Zulip Chat Archive

Stream: general

Topic: Tree notation


Yaël Dillies (Feb 12 2022 at 18:18):

Is there notation for docs#tree? If not, what could one be?

Yaël Dillies (Feb 12 2022 at 18:21):

The context is #10645 where we're gonna use a tactic to generate a (huge) certificate tree, then cache it by putting it in the code.

Yaël Dillies (Feb 12 2022 at 18:22):

roth? will output Try this: roth <insert big tree here> and roth t where t is a tree will apply a custom tactic for nodes and another one for leaves.

Yaël Dillies (Feb 12 2022 at 18:24):

So I'm actually only interested in tree unit, with specific notation if possible because I don't want to have to write () in every node.

Yaël Dillies (Feb 12 2022 at 18:25):

Of course, we can always flatten tree α to list (option α) (or maybe in our case to list bool.

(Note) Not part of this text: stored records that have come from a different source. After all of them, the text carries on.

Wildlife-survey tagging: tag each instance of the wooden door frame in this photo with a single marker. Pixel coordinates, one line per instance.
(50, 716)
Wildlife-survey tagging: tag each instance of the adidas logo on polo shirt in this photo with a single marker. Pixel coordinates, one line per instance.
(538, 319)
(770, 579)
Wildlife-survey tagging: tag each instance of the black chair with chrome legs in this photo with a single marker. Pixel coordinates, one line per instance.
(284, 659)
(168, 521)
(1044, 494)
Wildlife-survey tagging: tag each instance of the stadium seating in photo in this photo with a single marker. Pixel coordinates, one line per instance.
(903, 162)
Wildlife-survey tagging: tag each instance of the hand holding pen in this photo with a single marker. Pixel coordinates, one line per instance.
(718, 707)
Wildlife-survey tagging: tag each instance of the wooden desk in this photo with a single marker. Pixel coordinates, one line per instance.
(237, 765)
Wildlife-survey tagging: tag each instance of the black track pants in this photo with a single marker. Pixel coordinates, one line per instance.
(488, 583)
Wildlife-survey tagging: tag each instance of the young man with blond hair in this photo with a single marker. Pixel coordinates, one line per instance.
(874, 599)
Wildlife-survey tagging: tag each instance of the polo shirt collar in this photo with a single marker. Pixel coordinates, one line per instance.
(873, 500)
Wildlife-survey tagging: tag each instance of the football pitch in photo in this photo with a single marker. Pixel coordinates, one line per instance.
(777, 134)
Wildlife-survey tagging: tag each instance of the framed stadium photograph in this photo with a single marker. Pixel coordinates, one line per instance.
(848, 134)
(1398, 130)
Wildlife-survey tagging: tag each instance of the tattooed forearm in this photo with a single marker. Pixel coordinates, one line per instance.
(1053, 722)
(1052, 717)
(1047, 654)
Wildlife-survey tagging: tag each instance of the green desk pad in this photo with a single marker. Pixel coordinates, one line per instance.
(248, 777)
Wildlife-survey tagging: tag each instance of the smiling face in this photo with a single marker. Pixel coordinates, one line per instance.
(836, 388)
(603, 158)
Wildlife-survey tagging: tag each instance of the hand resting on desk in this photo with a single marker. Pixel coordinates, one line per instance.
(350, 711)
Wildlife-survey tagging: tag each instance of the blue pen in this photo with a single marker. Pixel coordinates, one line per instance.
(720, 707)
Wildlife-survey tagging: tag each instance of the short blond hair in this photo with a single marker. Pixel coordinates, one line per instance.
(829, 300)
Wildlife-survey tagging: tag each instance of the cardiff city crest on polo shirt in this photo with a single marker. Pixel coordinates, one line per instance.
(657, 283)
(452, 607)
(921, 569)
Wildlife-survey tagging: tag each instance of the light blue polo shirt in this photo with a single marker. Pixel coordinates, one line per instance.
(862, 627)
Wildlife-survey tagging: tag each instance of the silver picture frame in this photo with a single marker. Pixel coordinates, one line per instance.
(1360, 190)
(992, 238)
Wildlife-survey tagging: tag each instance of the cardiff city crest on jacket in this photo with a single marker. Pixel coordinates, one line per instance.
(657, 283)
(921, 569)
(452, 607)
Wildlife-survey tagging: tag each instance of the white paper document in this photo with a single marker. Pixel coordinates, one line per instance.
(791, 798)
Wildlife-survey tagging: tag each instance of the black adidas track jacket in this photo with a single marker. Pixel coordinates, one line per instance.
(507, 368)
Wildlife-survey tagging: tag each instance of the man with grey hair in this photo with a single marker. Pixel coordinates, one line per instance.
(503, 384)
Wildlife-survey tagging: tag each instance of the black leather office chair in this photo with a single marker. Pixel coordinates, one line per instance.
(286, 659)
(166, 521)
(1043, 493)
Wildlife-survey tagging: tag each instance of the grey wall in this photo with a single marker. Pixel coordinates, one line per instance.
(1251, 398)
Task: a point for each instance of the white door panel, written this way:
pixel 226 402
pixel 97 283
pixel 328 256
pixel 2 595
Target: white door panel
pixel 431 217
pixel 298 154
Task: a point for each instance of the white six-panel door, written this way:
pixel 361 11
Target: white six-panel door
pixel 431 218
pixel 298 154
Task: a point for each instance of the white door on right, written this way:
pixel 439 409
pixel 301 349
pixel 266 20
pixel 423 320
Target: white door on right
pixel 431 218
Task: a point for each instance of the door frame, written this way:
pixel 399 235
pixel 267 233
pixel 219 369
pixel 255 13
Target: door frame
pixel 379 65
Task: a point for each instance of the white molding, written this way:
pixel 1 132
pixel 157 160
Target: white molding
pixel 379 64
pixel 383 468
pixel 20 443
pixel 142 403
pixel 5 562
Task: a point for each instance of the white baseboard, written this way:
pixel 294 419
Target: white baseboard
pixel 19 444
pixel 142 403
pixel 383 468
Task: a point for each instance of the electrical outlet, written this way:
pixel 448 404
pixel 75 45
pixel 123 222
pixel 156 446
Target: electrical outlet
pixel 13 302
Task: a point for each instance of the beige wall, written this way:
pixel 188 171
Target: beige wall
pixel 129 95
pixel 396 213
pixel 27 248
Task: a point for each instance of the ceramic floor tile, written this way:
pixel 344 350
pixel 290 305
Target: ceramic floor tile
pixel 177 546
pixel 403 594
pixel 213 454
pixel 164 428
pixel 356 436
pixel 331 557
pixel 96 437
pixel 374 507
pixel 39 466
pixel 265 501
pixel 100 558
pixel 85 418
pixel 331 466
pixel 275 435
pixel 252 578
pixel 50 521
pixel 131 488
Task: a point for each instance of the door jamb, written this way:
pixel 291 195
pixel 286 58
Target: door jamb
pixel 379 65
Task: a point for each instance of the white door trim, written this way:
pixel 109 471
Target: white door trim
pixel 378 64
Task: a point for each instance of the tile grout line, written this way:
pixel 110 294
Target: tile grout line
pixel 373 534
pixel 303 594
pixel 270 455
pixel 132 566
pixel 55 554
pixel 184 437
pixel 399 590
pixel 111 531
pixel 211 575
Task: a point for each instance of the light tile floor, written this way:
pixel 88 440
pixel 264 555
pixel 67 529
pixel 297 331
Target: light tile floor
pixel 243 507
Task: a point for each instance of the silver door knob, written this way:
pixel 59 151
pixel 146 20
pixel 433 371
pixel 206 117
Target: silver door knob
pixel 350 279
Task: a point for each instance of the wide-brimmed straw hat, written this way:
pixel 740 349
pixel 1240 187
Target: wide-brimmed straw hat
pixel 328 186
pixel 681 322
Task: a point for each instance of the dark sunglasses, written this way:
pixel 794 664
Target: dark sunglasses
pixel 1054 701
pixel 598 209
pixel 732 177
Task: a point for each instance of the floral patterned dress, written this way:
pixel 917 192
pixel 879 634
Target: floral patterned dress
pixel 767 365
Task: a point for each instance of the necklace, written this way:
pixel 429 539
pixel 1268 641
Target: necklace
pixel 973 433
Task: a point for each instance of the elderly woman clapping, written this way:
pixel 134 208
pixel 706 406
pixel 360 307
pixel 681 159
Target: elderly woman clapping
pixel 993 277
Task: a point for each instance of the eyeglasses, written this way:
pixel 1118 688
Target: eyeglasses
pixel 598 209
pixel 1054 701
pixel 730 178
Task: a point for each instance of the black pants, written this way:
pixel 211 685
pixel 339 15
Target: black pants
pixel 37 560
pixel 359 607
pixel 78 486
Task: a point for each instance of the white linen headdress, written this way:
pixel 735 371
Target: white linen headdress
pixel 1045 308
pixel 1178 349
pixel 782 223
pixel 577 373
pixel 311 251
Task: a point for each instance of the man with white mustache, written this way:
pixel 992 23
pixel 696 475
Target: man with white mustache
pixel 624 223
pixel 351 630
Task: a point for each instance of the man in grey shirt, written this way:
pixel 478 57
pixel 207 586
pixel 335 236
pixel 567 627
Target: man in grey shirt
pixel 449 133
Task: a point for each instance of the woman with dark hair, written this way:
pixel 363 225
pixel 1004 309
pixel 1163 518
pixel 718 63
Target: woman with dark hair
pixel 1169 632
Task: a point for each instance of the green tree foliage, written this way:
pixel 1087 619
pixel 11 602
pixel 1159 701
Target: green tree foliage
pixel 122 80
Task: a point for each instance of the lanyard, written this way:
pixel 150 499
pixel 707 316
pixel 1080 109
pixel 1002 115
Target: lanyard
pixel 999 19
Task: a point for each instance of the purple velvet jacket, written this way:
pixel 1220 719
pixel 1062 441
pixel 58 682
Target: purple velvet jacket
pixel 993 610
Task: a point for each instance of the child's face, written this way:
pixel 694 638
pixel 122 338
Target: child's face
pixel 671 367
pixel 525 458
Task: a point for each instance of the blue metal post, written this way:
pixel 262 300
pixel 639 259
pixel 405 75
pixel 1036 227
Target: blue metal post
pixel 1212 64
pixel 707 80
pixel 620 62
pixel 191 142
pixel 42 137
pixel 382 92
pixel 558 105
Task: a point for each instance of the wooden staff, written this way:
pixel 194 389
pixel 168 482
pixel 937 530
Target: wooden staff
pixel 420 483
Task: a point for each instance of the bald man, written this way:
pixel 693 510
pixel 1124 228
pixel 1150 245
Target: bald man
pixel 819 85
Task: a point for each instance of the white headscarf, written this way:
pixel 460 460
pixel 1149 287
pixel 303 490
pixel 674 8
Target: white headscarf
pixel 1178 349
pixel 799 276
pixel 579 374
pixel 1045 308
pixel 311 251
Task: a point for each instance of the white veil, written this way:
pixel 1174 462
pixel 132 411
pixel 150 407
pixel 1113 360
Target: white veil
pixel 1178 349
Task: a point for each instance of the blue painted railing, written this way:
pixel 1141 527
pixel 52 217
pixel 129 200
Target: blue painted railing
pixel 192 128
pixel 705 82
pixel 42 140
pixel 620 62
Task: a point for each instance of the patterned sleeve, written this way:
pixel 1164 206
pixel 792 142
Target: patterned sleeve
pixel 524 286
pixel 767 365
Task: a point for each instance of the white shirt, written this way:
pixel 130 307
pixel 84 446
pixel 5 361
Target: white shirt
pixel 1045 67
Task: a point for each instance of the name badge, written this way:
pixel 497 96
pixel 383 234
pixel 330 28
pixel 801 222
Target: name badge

I'm open to suggestions. I just want something usable.

Mario Carneiro (Feb 12 2022 at 23:10):

Do you care if the tree is "readable"? You could output some compressed representation as a string and parse it in the tactic

Yaël Dillies (Feb 12 2022 at 23:12):

No, I don't care about readability at all, and it's meant to be processed by a tactic anyway so an additional parsing shouldn't. However, the length of the said string could be of the order of 1000 characters, so they can't hold on a line. Is "stuff" ++ "other stuff" an acceptable way to circumvent the problem?

Yaël Dillies (Feb 12 2022 at 23:29):

Do you think we could go as far as outputting one big number?

Eric Wieser (Feb 12 2022 at 23:30):

Why is that better than a string?

Eric Wieser (Feb 12 2022 at 23:30):

Can you wrap numbers in lean?

Yaël Dillies (Feb 12 2022 at 23:32):

It's better than a string of t and f, but it's worse than a string of literally any allowable character.

Reid Barton (Feb 12 2022 at 23:33):

base64 encoding would be the common way to encode a blob of bits in a text file.

Yaël Dillies (Feb 12 2022 at 23:42):

SHould I write such a parser from scratch and dedicated to tree or should I set up an API for turning a repr into a base64 string?

Kyle Miller (Feb 13 2022 at 02:33):

@Yaël Dillies I had a go at this:

tree <-> string

Kyle Miller (Feb 13 2022 at 02:34):

It seems better to have a bespoke parser for your application, but having functions in mathlib to convert numbers to and from base64 seems useful.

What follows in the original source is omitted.